Centered on stratigraphic surveys, tectonics and cartography, the explorations led by Lauge Koch will allow an in-depth knowledge of the geology of Greenland. As explained by F. Heinis (1956), the participation of Swiss geologists (nearly 74!) in the expeditions was only possible thanks to the generous hospitality of the Danish government and the generous advances of the expedition leader, Dr Lauge Koch.
Rudolf Trümpy's first steps in his academic career were taken at the Institute of Geology of the University of Lausanne as a supervisor from 1948 to 1953. In 1954 he was appointed professor at the Swiss Federal Institute of Technology in Zurich (ETHZ). In 1958 he joined Lauge Koch in the study of sedimentary successions from the Primary to the Secondary Era on the east coast of Greenland, in the Scoresby Sund region, with three assistants. He followed in the footsteps of another Swiss geologist, Hans Stauber, who participated in Lauge Koch's expeditions from 1936 to 1938 with two wintering trips and who published a synthesis of the Triassic deposits of the East Greenland coast (Stauber, 1942). The mapping of these sedimentary terrains is the work of doctoral assistants Kurt Grasmück and M. Aellen from Zurich and Jean Putallaz from Fribourg. In 1967, Trümpy had the opportunity to return to the same region where he participated with Kummel and Teichert in the continuation of paleontological research on the early Triassic. Separately, each of them was able to provide new data on the Triassic deposits on this east coast of Greenland (Trümpy, 1960, 1969; Grasmück & Trümpy, 1969).
Note that this orientation in the detailed stratigraphy of the early Secondary Era of the polar regions will not only be followed by two future researchers from Lausanne, but extended to the paleoclimatology of this period and the study of the greatest extinction in the history of life. They are the undersigned (Aymon Baud) who made his career at the Geological Museum of Lausanne, and Hugo Bucher, who after his thesis in paleontology at the University of Lausanne, pursues his career as a professor of paleontology at the University of Zurich and at the ETHZ.

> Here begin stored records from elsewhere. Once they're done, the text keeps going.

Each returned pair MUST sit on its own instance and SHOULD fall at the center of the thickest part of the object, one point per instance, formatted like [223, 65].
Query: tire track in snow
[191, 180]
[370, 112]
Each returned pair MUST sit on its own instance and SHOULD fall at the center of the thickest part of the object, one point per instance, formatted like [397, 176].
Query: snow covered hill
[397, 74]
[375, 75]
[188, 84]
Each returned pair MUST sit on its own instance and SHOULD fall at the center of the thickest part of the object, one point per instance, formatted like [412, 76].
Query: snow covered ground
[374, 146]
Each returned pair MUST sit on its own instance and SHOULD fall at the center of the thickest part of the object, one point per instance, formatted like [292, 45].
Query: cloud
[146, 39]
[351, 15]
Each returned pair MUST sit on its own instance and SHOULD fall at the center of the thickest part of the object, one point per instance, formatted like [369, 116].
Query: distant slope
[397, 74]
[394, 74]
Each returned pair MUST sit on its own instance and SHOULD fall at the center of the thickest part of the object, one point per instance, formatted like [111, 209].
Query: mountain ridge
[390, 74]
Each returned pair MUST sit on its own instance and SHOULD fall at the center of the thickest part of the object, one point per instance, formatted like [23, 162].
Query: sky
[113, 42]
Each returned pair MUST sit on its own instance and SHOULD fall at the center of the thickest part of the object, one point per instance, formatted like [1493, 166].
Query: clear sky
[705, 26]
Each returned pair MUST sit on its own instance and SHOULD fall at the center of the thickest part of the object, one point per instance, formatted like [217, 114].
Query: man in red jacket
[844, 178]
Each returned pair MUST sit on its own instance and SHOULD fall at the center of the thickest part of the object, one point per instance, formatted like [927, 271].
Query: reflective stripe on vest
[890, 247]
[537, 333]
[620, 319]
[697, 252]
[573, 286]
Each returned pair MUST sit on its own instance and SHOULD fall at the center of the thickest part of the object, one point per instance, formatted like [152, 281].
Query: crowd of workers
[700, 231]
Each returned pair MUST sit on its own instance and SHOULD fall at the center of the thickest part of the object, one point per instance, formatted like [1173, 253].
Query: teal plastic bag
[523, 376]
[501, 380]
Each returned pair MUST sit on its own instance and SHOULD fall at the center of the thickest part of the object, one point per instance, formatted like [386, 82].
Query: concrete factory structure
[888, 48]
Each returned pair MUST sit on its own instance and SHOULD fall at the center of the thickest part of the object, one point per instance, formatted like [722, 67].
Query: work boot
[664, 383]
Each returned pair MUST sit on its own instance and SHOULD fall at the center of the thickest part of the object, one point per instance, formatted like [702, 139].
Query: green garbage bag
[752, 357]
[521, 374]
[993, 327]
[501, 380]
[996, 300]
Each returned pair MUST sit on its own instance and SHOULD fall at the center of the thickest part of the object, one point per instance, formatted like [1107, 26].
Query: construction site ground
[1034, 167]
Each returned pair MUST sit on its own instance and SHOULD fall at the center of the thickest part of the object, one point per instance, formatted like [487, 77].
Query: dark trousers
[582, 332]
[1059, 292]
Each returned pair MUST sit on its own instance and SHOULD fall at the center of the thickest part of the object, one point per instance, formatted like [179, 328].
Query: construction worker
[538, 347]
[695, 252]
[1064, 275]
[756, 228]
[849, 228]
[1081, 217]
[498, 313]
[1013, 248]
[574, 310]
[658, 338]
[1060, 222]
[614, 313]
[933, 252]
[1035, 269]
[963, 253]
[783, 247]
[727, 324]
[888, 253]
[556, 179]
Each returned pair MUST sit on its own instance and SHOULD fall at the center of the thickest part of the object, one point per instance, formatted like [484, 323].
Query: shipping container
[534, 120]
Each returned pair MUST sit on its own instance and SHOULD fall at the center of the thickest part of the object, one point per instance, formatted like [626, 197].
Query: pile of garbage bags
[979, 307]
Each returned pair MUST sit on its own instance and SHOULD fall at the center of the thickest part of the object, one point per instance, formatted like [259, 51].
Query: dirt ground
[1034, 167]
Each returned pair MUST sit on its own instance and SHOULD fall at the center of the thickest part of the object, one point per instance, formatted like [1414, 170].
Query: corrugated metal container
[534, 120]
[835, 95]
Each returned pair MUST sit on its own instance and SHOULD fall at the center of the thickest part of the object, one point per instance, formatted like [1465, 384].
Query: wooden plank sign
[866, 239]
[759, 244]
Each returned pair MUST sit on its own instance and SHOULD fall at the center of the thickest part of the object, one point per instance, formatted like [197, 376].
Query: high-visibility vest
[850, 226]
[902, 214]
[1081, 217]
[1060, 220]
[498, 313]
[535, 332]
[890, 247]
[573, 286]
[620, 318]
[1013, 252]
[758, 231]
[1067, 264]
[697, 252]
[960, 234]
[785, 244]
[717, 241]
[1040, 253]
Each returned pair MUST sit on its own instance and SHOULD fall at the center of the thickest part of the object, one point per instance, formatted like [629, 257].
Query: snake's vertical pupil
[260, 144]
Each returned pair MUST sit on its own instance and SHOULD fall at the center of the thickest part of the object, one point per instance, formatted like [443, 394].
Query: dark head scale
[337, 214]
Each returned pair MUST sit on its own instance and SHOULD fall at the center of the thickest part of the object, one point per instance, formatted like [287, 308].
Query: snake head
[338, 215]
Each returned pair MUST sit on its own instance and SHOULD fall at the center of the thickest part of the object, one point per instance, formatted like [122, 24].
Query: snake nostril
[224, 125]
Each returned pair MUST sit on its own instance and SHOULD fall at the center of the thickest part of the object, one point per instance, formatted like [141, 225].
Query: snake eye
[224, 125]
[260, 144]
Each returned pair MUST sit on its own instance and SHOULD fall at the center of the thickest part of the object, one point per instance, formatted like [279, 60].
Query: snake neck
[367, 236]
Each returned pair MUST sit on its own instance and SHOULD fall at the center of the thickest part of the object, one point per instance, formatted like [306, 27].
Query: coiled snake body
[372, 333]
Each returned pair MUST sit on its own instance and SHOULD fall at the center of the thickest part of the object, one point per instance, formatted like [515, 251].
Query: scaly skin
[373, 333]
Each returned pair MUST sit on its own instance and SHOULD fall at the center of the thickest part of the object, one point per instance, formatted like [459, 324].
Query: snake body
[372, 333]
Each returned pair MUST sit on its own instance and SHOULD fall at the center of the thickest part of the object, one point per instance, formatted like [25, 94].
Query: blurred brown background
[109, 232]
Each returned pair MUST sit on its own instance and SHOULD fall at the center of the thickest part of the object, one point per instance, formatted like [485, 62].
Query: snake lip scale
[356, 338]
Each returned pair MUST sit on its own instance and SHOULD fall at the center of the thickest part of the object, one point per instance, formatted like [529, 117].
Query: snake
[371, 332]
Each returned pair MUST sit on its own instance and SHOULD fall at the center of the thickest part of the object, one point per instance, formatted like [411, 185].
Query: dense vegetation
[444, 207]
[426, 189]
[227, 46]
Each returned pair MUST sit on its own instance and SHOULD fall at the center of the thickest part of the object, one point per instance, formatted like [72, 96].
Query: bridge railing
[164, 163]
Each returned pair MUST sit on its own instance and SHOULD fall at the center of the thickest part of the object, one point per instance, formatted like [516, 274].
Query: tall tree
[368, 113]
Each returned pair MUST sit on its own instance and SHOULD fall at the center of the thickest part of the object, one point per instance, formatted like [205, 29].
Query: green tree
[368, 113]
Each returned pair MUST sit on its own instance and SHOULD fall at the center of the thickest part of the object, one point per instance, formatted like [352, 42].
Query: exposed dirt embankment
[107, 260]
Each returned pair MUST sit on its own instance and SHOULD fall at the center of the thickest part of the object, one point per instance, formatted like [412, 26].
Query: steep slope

Eugen Wegmann, a professor in Neuchâtel since 1940, continues to follow the work being done in Greenland and informs his colleagues in the Geological Institutes of French-speaking Switzerland of the strong demand from researchers for the geological mapping carried out under the aegis of Denmark. He informs his colleague Héli BadouxHe was appointed in 1950 as an extraordinary professor at the Institute of Geology of the University of Lausanne. He passed on this opening to research financed by Denmark to his assistant who had just completed his doctorate, Marcel Burri. This one will be the first of the geologists who, following the professors Frédéric Jaccard and Paul-Louis Mercanton, will undertake research in the polar regions at the University of Lausanne, this time on Greenland.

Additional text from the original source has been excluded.